Leads: Henning Waerp and Daniel Chartier
WP4 proposes to develop “Cultural Images and Perceptions of the North Atlantic”. It will study the shifting cultural and historical images and perceptions from the outside and inside of the NA as a source to seize a global complex view of the region and its major actual tensions and challenges. Northern discursive sources testify to cultural representations affecting human activities. They illustrate a perception of a real situation, where the climate is often at the center. The influence of the climate, its variations and its perception are translated differently according to the speaker and his motive of enunciation. Whether it is long-term climatic variations or exceptional meteorological events, these perceptions are based on the relationship to the place, the vulnerability and the resilience of the populations. Thus human-nature relationships are constantly redefined in response to environmental changes. Beyond the scientific approach, the discursive approach would bring climate analysis back to human perception. Moreover, climate is understood as a cultural construct by adopting a definition that goes beyond the physical sciences. In this way, individual narratives reflect a human interpretation of northern climate changes through time and contribute to the evolution of the climate concept.

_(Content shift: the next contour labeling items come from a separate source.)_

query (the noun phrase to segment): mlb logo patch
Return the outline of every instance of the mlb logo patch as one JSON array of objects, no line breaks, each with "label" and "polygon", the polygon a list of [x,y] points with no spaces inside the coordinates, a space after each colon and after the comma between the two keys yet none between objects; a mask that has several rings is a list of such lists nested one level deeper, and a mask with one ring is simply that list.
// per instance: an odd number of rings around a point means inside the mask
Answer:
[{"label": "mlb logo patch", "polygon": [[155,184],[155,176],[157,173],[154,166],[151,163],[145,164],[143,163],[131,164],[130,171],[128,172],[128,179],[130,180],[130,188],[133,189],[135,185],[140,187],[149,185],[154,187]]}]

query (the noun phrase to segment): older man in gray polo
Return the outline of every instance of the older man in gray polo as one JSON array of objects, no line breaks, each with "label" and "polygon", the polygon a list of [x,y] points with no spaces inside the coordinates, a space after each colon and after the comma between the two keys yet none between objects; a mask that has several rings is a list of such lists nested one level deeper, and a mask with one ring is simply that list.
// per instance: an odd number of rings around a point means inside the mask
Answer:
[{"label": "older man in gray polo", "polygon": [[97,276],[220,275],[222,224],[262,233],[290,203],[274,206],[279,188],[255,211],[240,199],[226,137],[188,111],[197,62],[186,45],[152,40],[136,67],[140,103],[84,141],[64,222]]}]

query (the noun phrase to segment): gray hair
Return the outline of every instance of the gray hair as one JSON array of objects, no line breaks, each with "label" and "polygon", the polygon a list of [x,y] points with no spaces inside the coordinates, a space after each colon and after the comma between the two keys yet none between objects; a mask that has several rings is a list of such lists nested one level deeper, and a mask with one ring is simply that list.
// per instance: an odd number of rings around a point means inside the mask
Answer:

WP4 tasks will consist first in pooling methodologies and results of individual research on specific areas, with the aim of establishing a set of common characteristics that define the NA region from internal and external views, integrating European, American and Indigenous perspectives. On this basis, an inventory of historical and cultural sources that capture climate change from discursive sources and develop a common protocol of analysis for different types of discourse will be established. This inventory will provide linkages with climate scientists to develop a common plan for environmental sciences and cultural studies, in addition to transfer cultural information in Arctic climate studies.